In the scene you're about to do, what just happened the "moment before"?
Something ALWAYS happened just before this. Sometimes the script will give you clues, sometimes it's totally up to you.
We could easily make a list of what it could be when it's up to us...
You could have...
...just had a fight.
...just woken up.
...just stepped in dog shit.
...just got laid.
...just had your dog die.
...just got a new job.
...just quit your job.
...just won a $5,000 scratch ticket.
You get the idea.
Go make your own list. At least 10 items. Pic two for the sides today.
P.S. I find it's better to make a list that has nothing to do with the scene you're about to do. This way, you get to try some really random stuff, and have a little more outside-of-the-box fun.
Of course, if it's obvious what just happened, you should probably try on that choice too.
The natural next step after "Be a fuck-up," is naturally, not caring at all whether or not you get the job.
This may seem counterintuitive at first. As in, "If I don't care, I won't do a good job."
But that's not what I'm saying. Getting the job would be nice and all, but that's not why you're in the room.
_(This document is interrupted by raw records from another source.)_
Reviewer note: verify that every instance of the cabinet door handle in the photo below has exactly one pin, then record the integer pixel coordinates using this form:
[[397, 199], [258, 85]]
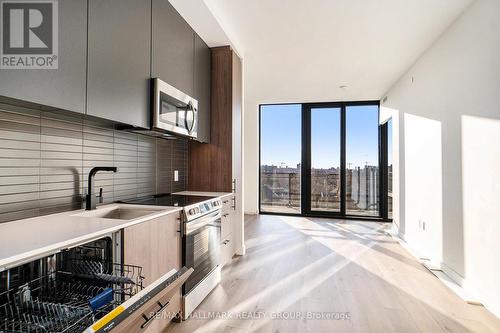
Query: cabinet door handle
[[149, 320]]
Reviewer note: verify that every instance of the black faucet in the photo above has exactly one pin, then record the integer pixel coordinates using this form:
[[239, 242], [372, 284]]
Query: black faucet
[[90, 198]]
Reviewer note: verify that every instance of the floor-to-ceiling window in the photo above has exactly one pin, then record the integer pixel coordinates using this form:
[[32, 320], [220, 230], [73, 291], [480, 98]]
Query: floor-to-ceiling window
[[280, 158], [362, 160], [389, 169], [325, 159], [322, 159]]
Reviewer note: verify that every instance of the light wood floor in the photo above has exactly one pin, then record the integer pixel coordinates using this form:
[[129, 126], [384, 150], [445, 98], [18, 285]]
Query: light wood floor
[[296, 264]]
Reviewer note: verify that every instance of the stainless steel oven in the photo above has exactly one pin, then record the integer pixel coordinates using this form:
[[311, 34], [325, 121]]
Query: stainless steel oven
[[173, 111], [201, 248]]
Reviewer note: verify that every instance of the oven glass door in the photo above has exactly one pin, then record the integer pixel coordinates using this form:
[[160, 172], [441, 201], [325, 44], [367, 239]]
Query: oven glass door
[[201, 245]]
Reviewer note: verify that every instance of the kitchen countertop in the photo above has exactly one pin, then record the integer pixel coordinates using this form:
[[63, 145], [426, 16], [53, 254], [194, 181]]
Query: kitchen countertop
[[206, 194], [25, 240]]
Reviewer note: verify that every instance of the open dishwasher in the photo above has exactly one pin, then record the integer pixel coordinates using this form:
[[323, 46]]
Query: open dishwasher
[[85, 288]]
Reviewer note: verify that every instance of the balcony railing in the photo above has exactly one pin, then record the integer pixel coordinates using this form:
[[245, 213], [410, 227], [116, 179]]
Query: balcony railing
[[281, 192]]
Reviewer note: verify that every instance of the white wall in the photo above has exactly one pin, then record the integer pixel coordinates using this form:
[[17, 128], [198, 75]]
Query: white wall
[[450, 151]]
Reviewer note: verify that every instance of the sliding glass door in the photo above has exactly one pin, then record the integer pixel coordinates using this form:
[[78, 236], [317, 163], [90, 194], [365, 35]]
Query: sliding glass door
[[325, 184], [323, 159], [280, 158], [362, 160]]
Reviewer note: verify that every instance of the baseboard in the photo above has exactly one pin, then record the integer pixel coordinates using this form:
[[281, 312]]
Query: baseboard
[[449, 277], [450, 272]]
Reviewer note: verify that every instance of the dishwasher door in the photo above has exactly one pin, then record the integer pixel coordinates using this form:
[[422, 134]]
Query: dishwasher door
[[138, 312]]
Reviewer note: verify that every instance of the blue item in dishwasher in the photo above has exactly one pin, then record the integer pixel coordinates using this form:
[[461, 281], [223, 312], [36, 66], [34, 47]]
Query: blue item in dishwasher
[[101, 299]]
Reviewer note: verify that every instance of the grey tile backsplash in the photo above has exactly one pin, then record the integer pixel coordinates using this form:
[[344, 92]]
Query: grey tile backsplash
[[45, 159]]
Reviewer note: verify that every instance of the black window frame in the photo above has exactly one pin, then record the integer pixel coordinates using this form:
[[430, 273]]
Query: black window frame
[[306, 162]]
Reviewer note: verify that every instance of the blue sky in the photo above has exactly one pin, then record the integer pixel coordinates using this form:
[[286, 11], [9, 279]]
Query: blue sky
[[281, 135]]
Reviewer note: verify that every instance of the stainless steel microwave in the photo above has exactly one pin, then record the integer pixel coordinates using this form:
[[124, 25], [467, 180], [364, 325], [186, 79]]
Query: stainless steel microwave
[[173, 110]]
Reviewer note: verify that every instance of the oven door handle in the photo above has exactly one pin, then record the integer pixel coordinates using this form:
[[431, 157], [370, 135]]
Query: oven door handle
[[190, 227]]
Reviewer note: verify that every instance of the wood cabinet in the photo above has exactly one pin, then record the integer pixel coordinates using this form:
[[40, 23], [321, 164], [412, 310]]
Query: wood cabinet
[[155, 246], [221, 159], [119, 38], [228, 224], [64, 87], [202, 74], [172, 47]]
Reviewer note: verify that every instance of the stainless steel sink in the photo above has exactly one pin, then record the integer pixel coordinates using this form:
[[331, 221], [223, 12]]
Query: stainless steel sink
[[118, 213], [126, 213]]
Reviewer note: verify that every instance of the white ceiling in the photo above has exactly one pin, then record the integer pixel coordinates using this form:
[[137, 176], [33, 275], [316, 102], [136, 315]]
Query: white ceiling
[[297, 50]]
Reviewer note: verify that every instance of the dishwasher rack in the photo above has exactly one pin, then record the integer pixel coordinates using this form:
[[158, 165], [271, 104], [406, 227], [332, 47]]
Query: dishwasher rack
[[66, 292]]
You're in the room to show them the shit you can do with those four pages in your hand. You're there to show them the work you put into these four pages. To show them that you made some frikkin' choices. That you're NOT BORING. That you're engaged with the material. That's why you're in the room.
Whether you get the job or not is soooo far out of your control that you shouldn't even be thinking about that AT ALL. The more you think about the job, the more your stupid brain starts spinning out of control with all kinds of crazy scenarios and stories about how you're finally going to get your new apartment and by a house for your mom. Guess what, you're not. All you're gonna do is walk into that room, and kill it. After that, who knows.
Do you read every day?
You should be. Find something. Non-fiction. Something without a lot of emotion. Something that you're not going to ry to "act" by accident.
History books are great for this. The History of Acting, something like that.
Read four(4) pages, or about 5-10 minutes every day. Out loud. Don't stop for corrections, just make yourself keep talking. This does 2 things.
1 - it gets you used to reading off the page, so if someone hands you something, you're not stuttering through it
2 - it gets you used to hearing yourself. Half the time you're auditioning/acting, you too damn busy thinking, "Did that sound right?" When, really, it's got little to do with the actual words, and more to do with the feeling that delivers them. The words are just information. The real scene is in the emotion.
Oh, and DON'T read something all emotional. Get a history book, or someone's autobiography, or The History of Acting. It should be something that you're not trying to "put emotion into."
Read out loud every day. You'll be a better actor because of it.